NovemberRainy · 07/01/2024 12:18

@forcedfun that’s it, exactly how I feel. I’m lucky that my kids are happy to go in, so attendance is good… but it annoys me
when they want evidence of a hospital
appt etc or close the school for an inane reason (parents eve in the school day anyone?) and if I can get a cheap weekend away of course I’ll take them out on a Friday. I was never like this and never thought I would be… and I think I’m one of the stricter parents!

Disguisedasnormal · 07/01/2024 12:18

SoIRejoined · 07/01/2024 12:17

For me what broke the contract with school was being told I had to force my son in every day even though he was suicidal, and that I would be prosecuted for non attendance unless I had a note from a CAMHS consultant, when they knew we could not get this because CAMHS has a two year wait for urgent referrals (and I believe a 5 year wait for non urgent.)

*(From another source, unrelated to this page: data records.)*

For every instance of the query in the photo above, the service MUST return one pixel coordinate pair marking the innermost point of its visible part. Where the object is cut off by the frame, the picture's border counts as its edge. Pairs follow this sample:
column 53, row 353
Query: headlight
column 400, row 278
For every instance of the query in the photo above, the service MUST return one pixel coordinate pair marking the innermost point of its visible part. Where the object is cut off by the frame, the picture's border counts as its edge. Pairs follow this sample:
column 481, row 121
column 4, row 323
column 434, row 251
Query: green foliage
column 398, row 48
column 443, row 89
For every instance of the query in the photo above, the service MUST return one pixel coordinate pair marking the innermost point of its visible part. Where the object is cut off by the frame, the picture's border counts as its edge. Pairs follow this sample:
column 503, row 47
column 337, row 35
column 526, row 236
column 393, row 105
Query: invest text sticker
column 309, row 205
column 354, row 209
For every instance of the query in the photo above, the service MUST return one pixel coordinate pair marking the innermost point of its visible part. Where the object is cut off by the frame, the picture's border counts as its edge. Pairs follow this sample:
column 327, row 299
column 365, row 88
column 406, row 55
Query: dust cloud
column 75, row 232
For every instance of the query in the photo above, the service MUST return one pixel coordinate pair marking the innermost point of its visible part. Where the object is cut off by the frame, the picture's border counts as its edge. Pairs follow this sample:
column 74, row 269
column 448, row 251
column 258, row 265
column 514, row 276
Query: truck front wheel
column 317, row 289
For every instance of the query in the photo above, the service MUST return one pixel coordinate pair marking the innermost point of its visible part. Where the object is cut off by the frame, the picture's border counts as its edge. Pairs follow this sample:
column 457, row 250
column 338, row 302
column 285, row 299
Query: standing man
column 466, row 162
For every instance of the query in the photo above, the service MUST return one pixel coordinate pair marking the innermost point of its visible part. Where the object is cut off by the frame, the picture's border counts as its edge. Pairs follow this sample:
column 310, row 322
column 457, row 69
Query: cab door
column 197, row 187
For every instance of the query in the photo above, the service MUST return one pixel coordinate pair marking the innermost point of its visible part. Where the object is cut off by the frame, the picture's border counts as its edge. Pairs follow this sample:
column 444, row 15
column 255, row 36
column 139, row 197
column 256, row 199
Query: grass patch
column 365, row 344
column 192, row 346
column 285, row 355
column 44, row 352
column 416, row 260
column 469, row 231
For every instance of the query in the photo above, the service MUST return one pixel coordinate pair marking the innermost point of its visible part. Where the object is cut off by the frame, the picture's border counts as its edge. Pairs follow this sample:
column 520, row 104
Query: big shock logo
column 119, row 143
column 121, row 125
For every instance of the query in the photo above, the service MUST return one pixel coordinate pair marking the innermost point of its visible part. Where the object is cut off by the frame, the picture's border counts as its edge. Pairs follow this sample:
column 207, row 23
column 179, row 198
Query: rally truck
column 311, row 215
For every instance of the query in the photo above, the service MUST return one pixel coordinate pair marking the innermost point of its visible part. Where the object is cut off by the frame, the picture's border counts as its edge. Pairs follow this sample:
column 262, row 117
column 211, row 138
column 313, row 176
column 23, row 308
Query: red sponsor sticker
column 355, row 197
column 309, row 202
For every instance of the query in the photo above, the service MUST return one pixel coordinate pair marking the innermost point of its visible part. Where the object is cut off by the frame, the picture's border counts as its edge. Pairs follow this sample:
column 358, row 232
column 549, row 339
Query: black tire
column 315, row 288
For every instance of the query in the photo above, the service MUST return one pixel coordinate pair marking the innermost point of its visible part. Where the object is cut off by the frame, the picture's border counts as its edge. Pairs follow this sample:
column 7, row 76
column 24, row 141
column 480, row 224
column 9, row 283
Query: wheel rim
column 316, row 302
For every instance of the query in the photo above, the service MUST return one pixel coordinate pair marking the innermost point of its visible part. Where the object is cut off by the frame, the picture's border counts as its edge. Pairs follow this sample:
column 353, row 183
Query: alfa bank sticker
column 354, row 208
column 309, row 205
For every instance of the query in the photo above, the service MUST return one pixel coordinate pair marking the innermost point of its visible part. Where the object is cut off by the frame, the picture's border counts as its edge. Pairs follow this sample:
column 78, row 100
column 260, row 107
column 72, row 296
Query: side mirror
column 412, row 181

And yet schools have sympathy and understanding when Ofsted cause teachers to suffer with their mental health….. when it comes to pupils though they just have to get on with it and put up …

Nineteendays · 07/01/2024 12:20

forcedfun · 07/01/2024 12:11

It says that lockdowns broke the contract between parents and schools which said that school attendance was compulsory.

Well when school didn't contact my children for the best part of the year, other than weekly generic emails about how the teachers were enjoying baking /paddle boarding/gardening... Meanwhile I was doing my job full time and homeschooling/paying a tutor... Damn right the contract was broken.

Sounds like a terrible school. Teachers were teaching (in person and/or virtually) in my kids school not out paddle boarding.